Elle posa le livre et fit un doigt à son frère. C'était le truc le plus grossier qu'elle connût.
— Tu es vraiment trop con, continua-t-elle. Tu te conduis comme ça uniquement parce que tu es contrarié par les parents.
Il se rembrunit et plissa les yeux.
— Tu ne sais rien du tout. De toute façon, ce n'est pas vrai, alors ta gueule.
— Sors. Je te déteste.
— La cinglée commenta-t-il en souriant. Un happy end, c'est quand on branle quelqu'un. On lui donne un happy end. Tu vois ? Branler. Me frotter la bite jusqu'à ce que j'éjacule, expliqua-t-il en se saisissant l'entrejambe. Lucy Haines me l'a fait le mois dernier. Ça, c'est un happy end ! Oh, ouais
Il se mit à osciller des hanches d'avant en arrière.
— Oh, oh, oh ouais.
Eleanor ne savait plus que dire ni que faire.
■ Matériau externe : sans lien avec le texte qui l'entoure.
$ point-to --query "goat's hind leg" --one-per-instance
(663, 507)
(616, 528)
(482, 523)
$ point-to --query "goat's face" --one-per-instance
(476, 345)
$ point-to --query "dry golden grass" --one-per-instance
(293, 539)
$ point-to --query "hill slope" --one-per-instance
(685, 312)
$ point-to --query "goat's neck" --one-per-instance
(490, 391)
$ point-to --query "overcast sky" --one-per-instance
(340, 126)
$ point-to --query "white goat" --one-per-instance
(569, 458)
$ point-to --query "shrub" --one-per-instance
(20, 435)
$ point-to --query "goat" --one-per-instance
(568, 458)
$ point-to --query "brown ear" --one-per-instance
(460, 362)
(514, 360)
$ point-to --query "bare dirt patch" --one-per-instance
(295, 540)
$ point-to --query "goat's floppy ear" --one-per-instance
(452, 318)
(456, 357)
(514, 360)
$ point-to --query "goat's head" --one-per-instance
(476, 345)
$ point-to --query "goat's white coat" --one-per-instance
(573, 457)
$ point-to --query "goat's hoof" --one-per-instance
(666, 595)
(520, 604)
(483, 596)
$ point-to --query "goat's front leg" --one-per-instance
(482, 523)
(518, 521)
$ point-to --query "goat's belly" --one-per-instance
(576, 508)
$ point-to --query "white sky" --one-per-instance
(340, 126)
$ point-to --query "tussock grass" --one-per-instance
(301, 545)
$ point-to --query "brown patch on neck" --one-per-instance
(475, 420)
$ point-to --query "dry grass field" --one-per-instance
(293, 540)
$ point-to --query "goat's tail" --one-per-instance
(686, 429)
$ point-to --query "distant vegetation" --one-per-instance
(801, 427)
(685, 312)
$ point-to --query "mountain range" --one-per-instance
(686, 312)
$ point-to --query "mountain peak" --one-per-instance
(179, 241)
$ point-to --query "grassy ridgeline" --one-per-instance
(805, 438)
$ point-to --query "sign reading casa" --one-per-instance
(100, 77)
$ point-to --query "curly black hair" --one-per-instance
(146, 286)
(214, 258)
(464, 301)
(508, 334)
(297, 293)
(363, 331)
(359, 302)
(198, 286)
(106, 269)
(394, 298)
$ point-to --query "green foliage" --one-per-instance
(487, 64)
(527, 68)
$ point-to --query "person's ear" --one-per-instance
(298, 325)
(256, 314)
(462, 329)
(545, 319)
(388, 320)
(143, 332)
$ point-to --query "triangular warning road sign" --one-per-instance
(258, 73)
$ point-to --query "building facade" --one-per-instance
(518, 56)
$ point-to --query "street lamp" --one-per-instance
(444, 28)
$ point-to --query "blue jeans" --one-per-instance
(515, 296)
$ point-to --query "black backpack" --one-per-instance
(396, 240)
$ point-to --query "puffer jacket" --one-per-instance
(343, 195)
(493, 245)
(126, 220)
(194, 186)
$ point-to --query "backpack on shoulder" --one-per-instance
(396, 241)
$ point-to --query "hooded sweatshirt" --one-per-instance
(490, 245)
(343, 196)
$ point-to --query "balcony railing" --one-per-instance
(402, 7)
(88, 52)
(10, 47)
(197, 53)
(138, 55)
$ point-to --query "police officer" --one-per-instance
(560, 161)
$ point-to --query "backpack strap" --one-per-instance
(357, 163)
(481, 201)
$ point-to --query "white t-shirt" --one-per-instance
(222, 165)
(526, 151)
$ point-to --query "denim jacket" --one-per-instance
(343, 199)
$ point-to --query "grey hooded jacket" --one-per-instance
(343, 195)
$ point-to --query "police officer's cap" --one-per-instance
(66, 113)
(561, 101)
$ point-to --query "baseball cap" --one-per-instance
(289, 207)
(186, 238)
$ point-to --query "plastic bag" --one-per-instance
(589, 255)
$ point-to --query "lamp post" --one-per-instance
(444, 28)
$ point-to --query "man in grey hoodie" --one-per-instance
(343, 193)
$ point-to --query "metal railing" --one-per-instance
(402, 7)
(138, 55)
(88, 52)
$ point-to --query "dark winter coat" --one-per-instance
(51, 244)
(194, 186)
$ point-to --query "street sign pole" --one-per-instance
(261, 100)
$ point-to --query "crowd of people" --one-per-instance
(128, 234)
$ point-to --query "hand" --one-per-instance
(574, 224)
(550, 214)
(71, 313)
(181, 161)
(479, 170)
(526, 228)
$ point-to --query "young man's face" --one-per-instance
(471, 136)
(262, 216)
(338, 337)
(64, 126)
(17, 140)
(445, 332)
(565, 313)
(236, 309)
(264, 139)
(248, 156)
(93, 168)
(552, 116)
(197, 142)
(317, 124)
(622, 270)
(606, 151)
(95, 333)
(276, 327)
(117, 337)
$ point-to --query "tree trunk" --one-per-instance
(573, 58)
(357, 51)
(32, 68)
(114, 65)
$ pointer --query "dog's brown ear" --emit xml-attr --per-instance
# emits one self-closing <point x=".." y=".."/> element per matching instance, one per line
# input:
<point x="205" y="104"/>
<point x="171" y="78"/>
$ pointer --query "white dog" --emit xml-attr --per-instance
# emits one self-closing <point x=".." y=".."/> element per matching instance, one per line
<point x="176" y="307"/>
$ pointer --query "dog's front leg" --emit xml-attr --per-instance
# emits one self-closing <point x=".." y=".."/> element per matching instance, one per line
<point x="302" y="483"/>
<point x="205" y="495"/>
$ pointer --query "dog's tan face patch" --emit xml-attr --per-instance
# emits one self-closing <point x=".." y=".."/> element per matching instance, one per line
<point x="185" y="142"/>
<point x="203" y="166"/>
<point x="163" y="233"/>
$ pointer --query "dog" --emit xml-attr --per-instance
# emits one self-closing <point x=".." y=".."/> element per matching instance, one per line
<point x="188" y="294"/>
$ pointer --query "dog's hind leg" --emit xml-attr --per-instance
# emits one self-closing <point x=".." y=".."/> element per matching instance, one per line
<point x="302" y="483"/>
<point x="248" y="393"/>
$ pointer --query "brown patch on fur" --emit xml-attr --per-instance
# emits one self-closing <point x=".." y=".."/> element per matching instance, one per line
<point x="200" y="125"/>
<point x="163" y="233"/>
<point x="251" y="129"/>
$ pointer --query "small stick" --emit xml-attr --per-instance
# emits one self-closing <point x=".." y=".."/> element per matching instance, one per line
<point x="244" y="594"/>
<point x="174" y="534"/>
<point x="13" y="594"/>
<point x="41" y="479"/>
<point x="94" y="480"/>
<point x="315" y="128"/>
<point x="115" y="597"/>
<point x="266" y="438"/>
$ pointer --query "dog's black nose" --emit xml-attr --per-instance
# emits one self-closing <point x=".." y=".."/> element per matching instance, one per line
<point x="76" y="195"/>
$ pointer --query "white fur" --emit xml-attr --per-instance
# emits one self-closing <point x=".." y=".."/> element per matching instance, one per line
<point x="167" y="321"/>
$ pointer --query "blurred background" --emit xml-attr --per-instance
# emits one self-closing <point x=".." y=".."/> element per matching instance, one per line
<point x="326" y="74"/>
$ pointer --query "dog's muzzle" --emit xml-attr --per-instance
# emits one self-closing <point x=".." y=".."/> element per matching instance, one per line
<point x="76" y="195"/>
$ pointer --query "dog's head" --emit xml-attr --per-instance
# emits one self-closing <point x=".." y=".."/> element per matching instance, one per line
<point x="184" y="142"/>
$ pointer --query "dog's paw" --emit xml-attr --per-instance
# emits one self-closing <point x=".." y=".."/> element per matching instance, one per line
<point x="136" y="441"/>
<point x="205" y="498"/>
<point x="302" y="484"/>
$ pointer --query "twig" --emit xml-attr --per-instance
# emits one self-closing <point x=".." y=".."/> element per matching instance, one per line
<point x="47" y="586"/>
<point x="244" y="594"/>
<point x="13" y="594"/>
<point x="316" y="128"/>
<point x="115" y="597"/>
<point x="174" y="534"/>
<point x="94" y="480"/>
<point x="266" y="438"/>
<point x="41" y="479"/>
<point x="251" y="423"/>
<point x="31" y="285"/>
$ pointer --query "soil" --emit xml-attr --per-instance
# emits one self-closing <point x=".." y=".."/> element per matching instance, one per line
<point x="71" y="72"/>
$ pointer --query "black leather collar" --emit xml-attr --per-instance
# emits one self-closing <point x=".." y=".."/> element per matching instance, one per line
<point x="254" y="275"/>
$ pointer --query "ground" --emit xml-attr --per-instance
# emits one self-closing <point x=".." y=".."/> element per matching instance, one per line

— Tu es dégoûtant, finit-elle par lâcher. Répugnant. Va-t'en.
Rhodes souriait toujours.
— J'y vais, j'y vais. Aaah, les happy ends Mmm
— Fous le camp.
Eleanor claqua la porte derrière lui, la rouvrit et la claqua de nouveau, de toutes ses forces, avant de bloquer la poignée avec la chaise de son bureau. Elle s'enfonça le poing dans la bouche et y planta les dents. Elle fit une pile de ses livres : les poèmes de Sylvia Plath, la biographie de Sylvia Plath, Ambre, et deux autres en plus, au cas où ; elle n'avait pas envie de se plonger dans ces stupides magazines comme Just 17, 19 ou Mizz. Ils la fascinaient autant qu'ils la terrifiaient, ils étaient pleins de filles nunuches qui parlaient de garçons et qui disaient qu'il fallait se masser les cuticules avec de l'huile d'amande douce ; elle ne savait même pas ce que c'était, les cuticules. C'était tellement bête de faire comme si ces inepties faisaient partie de la vie réelle, alors que la vie réelle était horrible, comme Rhodes, comme cette maison, comme comme tout.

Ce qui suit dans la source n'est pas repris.